Before putting the fiber in a filter, Misra "activates" it with ultrasound to open up additional microscopic pores in the fiber's structure, he says. He's constructed prototype feather-fiber water filters by packing the fibers into plastic columns. Tests so tar, he reports, indicate that the feather filters can remove contaminants from home drinking water or industrial waste. Like George, Misra discussed his work last November at the Materials Research Society meeting.

In laboratory experiments, Misra has found that feather fiber also readily absorbs nuclear byproducts such as radioactive strontium and cesium. He is consulting with Oak Ridge National Laboratory in Tennessee about using his feather-fiber materials to absorb, transport, and store nuclear waste in convenient, small packages, thereby having one waste substance clean up another.

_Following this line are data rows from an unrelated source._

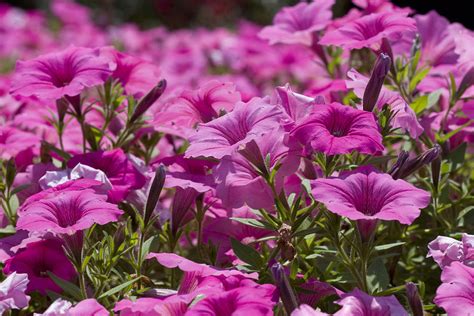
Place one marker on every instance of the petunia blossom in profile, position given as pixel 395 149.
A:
pixel 456 293
pixel 68 212
pixel 368 31
pixel 296 25
pixel 65 73
pixel 36 260
pixel 12 292
pixel 337 129
pixel 367 195
pixel 224 135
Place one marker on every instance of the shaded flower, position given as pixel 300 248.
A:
pixel 338 129
pixel 368 31
pixel 36 260
pixel 456 294
pixel 12 292
pixel 68 212
pixel 296 25
pixel 58 74
pixel 224 135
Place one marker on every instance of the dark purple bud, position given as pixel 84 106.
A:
pixel 287 295
pixel 466 82
pixel 148 100
pixel 372 91
pixel 414 299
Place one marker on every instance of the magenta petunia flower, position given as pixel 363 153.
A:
pixel 119 169
pixel 404 116
pixel 199 106
pixel 456 294
pixel 68 212
pixel 296 25
pixel 36 260
pixel 239 183
pixel 12 292
pixel 224 135
pixel 358 303
pixel 368 194
pixel 64 73
pixel 338 129
pixel 368 31
pixel 240 301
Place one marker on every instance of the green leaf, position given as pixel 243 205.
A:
pixel 68 287
pixel 246 253
pixel 118 288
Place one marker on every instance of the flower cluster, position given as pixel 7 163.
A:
pixel 315 166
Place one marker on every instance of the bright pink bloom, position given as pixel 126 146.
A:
pixel 36 260
pixel 12 292
pixel 338 129
pixel 240 301
pixel 64 73
pixel 199 106
pixel 368 31
pixel 137 76
pixel 358 303
pixel 68 212
pixel 296 25
pixel 118 168
pixel 404 116
pixel 368 194
pixel 224 135
pixel 456 294
pixel 238 182
pixel 445 250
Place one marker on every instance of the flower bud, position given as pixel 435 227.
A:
pixel 372 90
pixel 414 299
pixel 148 100
pixel 285 290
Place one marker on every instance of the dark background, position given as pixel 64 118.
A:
pixel 190 13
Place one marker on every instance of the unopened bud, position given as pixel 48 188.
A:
pixel 147 101
pixel 374 86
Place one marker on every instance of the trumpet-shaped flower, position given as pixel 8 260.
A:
pixel 58 74
pixel 338 129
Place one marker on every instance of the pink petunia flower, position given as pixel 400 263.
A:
pixel 199 106
pixel 223 136
pixel 338 129
pixel 119 169
pixel 368 31
pixel 58 74
pixel 367 195
pixel 404 116
pixel 456 294
pixel 12 292
pixel 36 260
pixel 67 212
pixel 296 25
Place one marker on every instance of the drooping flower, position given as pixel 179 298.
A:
pixel 199 106
pixel 358 303
pixel 58 74
pixel 368 31
pixel 367 195
pixel 238 181
pixel 456 294
pixel 338 129
pixel 12 292
pixel 224 135
pixel 68 212
pixel 36 260
pixel 446 250
pixel 296 25
pixel 118 168
pixel 404 116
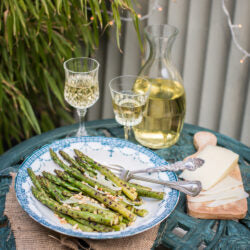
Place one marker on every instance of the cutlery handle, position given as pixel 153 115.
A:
pixel 191 188
pixel 190 164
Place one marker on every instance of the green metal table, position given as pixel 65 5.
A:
pixel 195 233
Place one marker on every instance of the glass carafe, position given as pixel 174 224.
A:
pixel 164 115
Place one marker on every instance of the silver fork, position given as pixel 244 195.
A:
pixel 191 188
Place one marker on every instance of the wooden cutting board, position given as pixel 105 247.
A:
pixel 233 210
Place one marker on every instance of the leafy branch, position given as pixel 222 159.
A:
pixel 35 38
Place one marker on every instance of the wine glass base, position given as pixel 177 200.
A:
pixel 77 133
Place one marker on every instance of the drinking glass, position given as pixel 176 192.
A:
pixel 129 97
pixel 81 89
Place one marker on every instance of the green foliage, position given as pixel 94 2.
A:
pixel 36 36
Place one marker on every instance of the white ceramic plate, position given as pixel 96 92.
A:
pixel 104 150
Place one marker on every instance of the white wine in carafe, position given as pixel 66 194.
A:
pixel 164 114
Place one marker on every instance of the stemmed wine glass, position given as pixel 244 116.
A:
pixel 129 98
pixel 81 89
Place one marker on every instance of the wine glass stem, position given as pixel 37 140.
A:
pixel 82 129
pixel 127 132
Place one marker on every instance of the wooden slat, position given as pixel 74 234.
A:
pixel 237 76
pixel 158 17
pixel 216 67
pixel 112 69
pixel 94 113
pixel 178 16
pixel 132 52
pixel 195 53
pixel 245 134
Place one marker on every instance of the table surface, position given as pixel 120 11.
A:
pixel 179 231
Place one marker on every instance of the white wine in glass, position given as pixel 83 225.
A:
pixel 129 104
pixel 81 89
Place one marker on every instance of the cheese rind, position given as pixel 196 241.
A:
pixel 218 163
pixel 218 203
pixel 225 184
pixel 229 194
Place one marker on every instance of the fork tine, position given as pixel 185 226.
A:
pixel 115 168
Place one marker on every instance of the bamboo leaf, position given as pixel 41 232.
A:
pixel 23 6
pixel 59 6
pixel 32 9
pixel 45 6
pixel 53 87
pixel 29 113
pixel 20 15
pixel 137 29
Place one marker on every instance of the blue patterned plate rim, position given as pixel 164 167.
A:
pixel 172 201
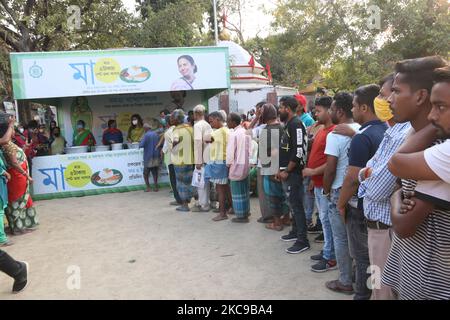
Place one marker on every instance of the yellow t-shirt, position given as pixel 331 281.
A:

Processed feather barbs could be useful in many more products. Featherfiber, for example, is sponsoring researchers who are creating and testing feather-plastic composites that may provide semirigid surfaces on the interiors of cars, trucks, and airplanes, says company founder David Emery. Other researchers are working on prototypes of a termite-proof material for replacing wood and insulation.

To demonstrate further possibilities, Schmidt and his USDA colleagues have made prototypes of many feather-fiber-containing products including paper, disposable diapers, and clothing. One benefit of making sheets of paper from feather fibers instead of wood fiber, Schmidt notes, is that no bleaching chemicals are needed. Chickens and turkeys have been bred to have white feathers.

The potential for such products' reducing the overabundance of waste feathers is obvious, says Schmidt. If just 15 percent of the diapers produced each year included feather batting, all the feathers from the U.S. poultry industry could be consumed, he notes. Those same feathers could otherwise be taken up if only 1 to 2 percent of paper were made from feathers instead of wood fiber.